Self-Centered Aging versus Selfless Aging

When I was a teenager stepping slowly into adulthood, I often wondered what truly happens when one becomes old. Life, as I observed it, appeared to follow a fixed and relentless trajectory—education, job, marriage, family, possessions. Alongside this ran an unspoken but powerful current of comparison: first with classmates and colleagues, later with cousins, siblings, and finally with those closest to us. The race never paused. There was no finish line, only shifting reference points.

During this long and breathless run, I held onto a quiet hope. I believed that with age and experience, people would eventually see the futility of endlessly amassing wealth and status. I imagined that maturity would bring a widening of vision—that people would recognize real wealth in humane relationships, empathy, and a deeper connection with the world beyond themselves.

What I witnessed instead was deeply unsettling.

Many of those I observed—people entering their sixties, seventies, eighties, and even nineties—did not grow more open or expansive.
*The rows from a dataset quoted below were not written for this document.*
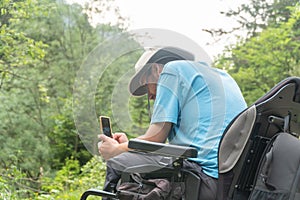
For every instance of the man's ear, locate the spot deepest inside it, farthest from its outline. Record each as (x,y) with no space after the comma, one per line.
(157,69)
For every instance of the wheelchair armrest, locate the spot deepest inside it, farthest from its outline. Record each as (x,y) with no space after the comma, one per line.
(170,150)
(95,192)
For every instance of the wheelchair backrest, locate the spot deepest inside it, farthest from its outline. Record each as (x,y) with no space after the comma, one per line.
(246,137)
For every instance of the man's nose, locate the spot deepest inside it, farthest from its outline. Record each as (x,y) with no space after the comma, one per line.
(152,96)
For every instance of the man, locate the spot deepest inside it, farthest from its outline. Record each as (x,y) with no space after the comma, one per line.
(193,105)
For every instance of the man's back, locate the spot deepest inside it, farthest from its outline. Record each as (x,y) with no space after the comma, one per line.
(200,101)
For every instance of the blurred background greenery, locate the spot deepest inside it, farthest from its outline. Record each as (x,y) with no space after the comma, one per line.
(42,46)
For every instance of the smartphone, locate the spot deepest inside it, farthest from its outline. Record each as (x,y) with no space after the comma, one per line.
(105,126)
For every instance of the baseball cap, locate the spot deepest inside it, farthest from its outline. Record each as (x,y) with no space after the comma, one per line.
(160,55)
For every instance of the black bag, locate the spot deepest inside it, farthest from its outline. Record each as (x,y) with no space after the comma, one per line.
(278,177)
(143,189)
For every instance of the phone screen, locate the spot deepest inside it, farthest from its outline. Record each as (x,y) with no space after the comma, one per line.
(105,126)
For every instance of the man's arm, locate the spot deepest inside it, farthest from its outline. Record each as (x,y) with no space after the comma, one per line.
(157,132)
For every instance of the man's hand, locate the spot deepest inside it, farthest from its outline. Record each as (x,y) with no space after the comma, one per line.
(111,147)
(120,137)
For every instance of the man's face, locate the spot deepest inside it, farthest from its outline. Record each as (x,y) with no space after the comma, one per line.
(151,83)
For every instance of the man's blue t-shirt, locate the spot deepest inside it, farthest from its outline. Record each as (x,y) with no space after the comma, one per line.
(200,101)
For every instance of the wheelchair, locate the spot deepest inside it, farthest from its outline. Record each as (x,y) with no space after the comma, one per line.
(240,148)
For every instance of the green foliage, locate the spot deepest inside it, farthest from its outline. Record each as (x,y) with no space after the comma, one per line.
(71,181)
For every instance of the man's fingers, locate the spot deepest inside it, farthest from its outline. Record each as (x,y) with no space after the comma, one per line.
(103,137)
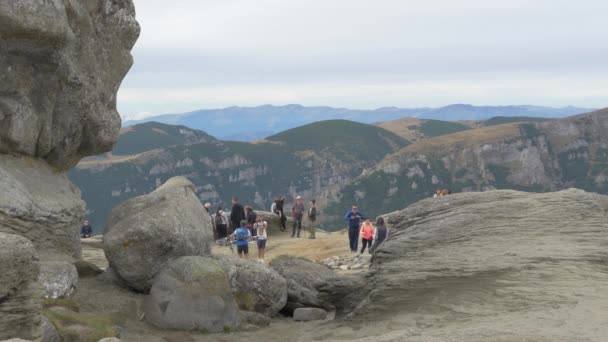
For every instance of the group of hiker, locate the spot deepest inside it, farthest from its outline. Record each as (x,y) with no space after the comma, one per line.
(359,225)
(243,224)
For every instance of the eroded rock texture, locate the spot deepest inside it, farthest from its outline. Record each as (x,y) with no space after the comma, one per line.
(62,63)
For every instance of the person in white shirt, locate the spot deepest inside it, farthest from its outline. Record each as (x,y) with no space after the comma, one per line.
(261,227)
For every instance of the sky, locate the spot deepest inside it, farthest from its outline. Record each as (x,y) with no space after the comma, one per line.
(200,54)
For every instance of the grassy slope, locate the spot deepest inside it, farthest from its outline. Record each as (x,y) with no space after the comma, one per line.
(153,135)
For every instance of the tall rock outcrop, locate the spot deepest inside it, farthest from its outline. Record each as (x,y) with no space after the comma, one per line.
(61,64)
(493,264)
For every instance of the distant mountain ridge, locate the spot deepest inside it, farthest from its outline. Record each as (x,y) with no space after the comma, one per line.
(253,123)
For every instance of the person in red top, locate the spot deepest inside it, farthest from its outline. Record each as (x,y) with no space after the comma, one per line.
(367,235)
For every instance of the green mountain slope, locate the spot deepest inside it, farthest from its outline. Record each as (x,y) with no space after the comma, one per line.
(152,135)
(537,156)
(313,161)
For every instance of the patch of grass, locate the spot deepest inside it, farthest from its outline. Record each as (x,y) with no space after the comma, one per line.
(435,128)
(500,120)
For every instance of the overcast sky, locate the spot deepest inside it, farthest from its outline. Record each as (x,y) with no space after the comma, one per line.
(197,54)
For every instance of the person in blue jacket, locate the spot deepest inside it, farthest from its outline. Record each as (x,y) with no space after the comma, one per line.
(354,218)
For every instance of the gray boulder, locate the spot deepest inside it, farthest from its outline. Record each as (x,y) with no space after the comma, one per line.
(41,205)
(146,232)
(302,276)
(484,263)
(62,63)
(255,287)
(19,291)
(192,293)
(86,269)
(309,314)
(59,279)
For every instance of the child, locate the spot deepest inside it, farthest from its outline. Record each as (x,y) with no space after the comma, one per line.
(261,226)
(242,235)
(367,235)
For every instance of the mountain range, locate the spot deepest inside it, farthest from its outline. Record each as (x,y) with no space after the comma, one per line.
(381,167)
(252,123)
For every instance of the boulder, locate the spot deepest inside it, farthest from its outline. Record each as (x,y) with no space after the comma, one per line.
(49,332)
(59,279)
(255,287)
(19,291)
(41,205)
(62,63)
(309,314)
(192,293)
(302,275)
(86,269)
(146,232)
(494,263)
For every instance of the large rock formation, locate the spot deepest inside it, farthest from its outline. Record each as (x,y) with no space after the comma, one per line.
(19,291)
(493,264)
(62,63)
(255,287)
(146,232)
(302,277)
(40,204)
(192,293)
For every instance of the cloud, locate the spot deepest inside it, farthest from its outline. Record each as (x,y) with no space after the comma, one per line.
(358,53)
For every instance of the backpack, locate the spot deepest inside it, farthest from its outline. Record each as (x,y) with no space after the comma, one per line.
(219,219)
(241,234)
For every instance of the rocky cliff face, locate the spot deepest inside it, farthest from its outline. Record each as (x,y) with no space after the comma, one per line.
(497,263)
(540,156)
(62,63)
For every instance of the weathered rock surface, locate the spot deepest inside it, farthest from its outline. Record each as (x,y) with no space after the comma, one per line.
(146,232)
(40,204)
(49,332)
(192,293)
(302,275)
(255,287)
(309,314)
(494,264)
(86,269)
(62,63)
(19,291)
(58,279)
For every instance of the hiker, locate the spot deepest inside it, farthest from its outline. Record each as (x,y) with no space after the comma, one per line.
(380,234)
(207,207)
(221,223)
(86,231)
(278,209)
(261,227)
(242,235)
(297,212)
(367,235)
(251,217)
(312,217)
(354,218)
(237,214)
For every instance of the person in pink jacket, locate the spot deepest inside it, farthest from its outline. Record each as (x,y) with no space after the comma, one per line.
(367,235)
Quite the opposite. Their world began to shrink. Their emotional universe narrowed to their own children and grandchildren,that too selective, and often even that circle was governed by control, possession, and expectation rather than generosity. The curiosity for life, society, and humanity at large seemed to recede. This reversal shocked me. It dismantled assumptions I had quietly carried for years and filled me with an unexpected fear about my own old age.

This experience stood in stark contrast to what Bertrand Russell so beautifully described about aging:

Make your interests gradually wider and more impersonal, until bit by bit the walls of the ego recede, and your life becomes increasingly merged in the universal life.

An individual human existence should be like a river—small at first, narrowly contained within its banks, and rushing passionately past rocks and over waterfalls. Gradually the river grows wider, the banks recede, the waters flow more quietly, and in the end, without any visible break, they become merged in the sea, and painlessly lose their individual being.”

 What I see unfolding around me feels like the exact reverse of this vision.

Instead of widening, interests become narrower. Instead of ego dissolving, it becomes more rigid and inflated. Instead of merging with life, existence contracts. Old age, which should have been a calm widening into wisdom, often resembles a drying pond—still, stagnant, enclosed, burdened with ego and self-centeredness. The river does not meet the sea; it evaporates in isolation.

This raises a deeply troubling question: why does aging, which should soften us, often harden us instead? Is it fear—of irrelevance, of death, of loss of control? Is it a lifetime spent equating self-worth with accumulation and comparison, leaving nothing else to fall back on when the body weakens? Or is it society itself, which glorifies productivity and possession but offers no moral or emotional education for letting go?

If aging does not teach us humility, compassion, and universality, then what is it teaching us at all?

This quiet transformation—from striving youth to self-centred old age—feels like a tragedy not just for individuals, but for humanity itself. Elders should have been our bridges to wisdom, our living reminders of impermanence and grace. Instead, many become prisoners of their own shrinking identities.

What is happening to this beautiful world, and to its most reflective phase of life?

And more importantly—how do we ensure that our own river does not dry up before it meets the sea?